Carol Vassar, podcast host/producer (12:31):
A powerful tool in a very stressful moment, an emotional moment for parents. Your child is sick, your child is in the NICU. How do you work to communicate this complex genomic information in a way that families are going to understand, honors what families are going through, and builds that trust on what could be some of the hardest days of their lives?
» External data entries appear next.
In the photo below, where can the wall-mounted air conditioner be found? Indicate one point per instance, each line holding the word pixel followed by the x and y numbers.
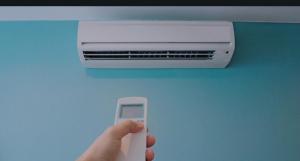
pixel 155 44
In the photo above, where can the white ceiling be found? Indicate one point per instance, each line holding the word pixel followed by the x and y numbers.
pixel 252 14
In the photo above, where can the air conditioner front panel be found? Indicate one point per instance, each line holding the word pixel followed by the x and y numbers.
pixel 165 45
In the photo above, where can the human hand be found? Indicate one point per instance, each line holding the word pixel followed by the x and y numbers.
pixel 107 146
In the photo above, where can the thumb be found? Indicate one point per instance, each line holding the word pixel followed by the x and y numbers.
pixel 125 127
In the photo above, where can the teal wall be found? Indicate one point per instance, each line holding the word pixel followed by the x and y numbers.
pixel 51 108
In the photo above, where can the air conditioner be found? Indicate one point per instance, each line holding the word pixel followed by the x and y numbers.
pixel 155 44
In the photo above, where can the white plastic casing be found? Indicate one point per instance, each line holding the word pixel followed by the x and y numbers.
pixel 102 36
pixel 133 146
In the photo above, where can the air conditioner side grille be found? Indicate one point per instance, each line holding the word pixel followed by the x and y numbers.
pixel 150 55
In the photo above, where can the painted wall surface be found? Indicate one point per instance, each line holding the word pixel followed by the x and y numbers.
pixel 51 108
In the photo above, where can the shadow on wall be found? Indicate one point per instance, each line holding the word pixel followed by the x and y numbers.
pixel 258 45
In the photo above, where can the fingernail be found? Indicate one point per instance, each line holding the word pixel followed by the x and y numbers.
pixel 140 125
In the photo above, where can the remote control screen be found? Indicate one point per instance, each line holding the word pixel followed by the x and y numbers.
pixel 132 111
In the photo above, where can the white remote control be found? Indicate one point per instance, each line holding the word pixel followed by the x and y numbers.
pixel 133 146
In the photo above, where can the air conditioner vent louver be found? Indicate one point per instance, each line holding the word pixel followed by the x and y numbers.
pixel 150 55
pixel 155 44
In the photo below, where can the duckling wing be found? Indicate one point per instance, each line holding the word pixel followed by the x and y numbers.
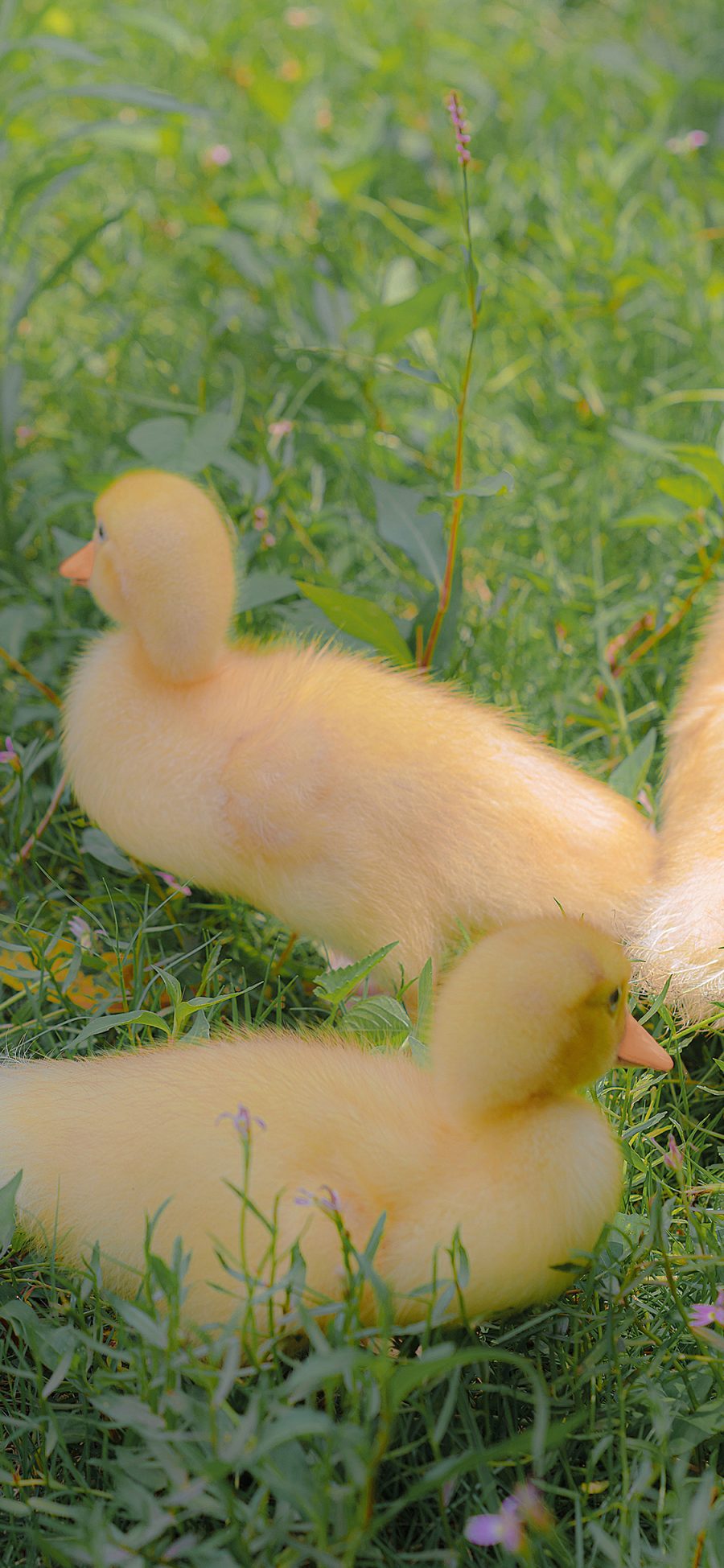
pixel 278 781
Jonathan Davis, MD, Tufts Medical Center (12:57):
Yeah. We try to do some counseling and genetic counseling, either with the genetic counselors or geneticists, if they’re available. Some units are using the neonatologists to do this, because we’re the ones seeing these patients first and bonding with the families early on to talk to them. We really try to reassure them that we may not find a diagnosis. If we do, we can talk to them about what’s going to be necessary.
(13:30):
Many times, it’s directing them to other families whose children have a similar problem. And yet in our study, over 130 of these genetic variants were novel; they had never been reported before. So that was the challenge, as more and more people are doing this genetic testing and uploading the data to databases, when the computers search these databases to try to say, “Is this diagnosis real? Are the symptoms and signs that this baby have consistent with this?” Then now that they can see it, before it wasn’t there. Now they can see it and say, “Okay, yes, there’s another baby in Boston or another baby in Pittsburgh who had this, so now we think this is the correct diagnosis.”
(14:22):
And then the geneticists sit with them afterwards. We think it’s important before, because we ask them if they want to know about any secondary findings for themselves. So, do they want to know if we identify a genetic problem? And Tara, I don’t think your analyses looked to what money could we even save with the mothers that we made or fathers the diagnosis who then they can get proper treatment for the first time in their lives. And I’ll let you comment on that. But certain mothers, for instance, we found the BRCA gene, which gives them an increased risk of breast cancer or ovarian cancer, and then they got specific genetic counseling.
(15:09):
And one time, we had a baby at one of our centers who was bleeding significantly. We sent the test off, and they were going to the operating room because the baby was bleeding into the abdomen, and they wanted to try to stop the bleeding. And we made it a diagnosis of a specific bleeding disorder. So, before they went to the operating room, they were able to give the baby a specific transfusion of bleeding coagulation factors that would help the baby and prevent complications during surgery. But then, as we were looking, as they were literally taking the baby to the operating room, we found the gene just by accident for malignant hypothermia. And that’s a condition where if a baby gets traditional anesthesia, that their temperatures can elevate to over 105, and they can die from this. So, they canceled the surgery, returned to the NICU, met with anesthesia, came up with a new plan with all different treatments, and then successfully operated on the baby the next day.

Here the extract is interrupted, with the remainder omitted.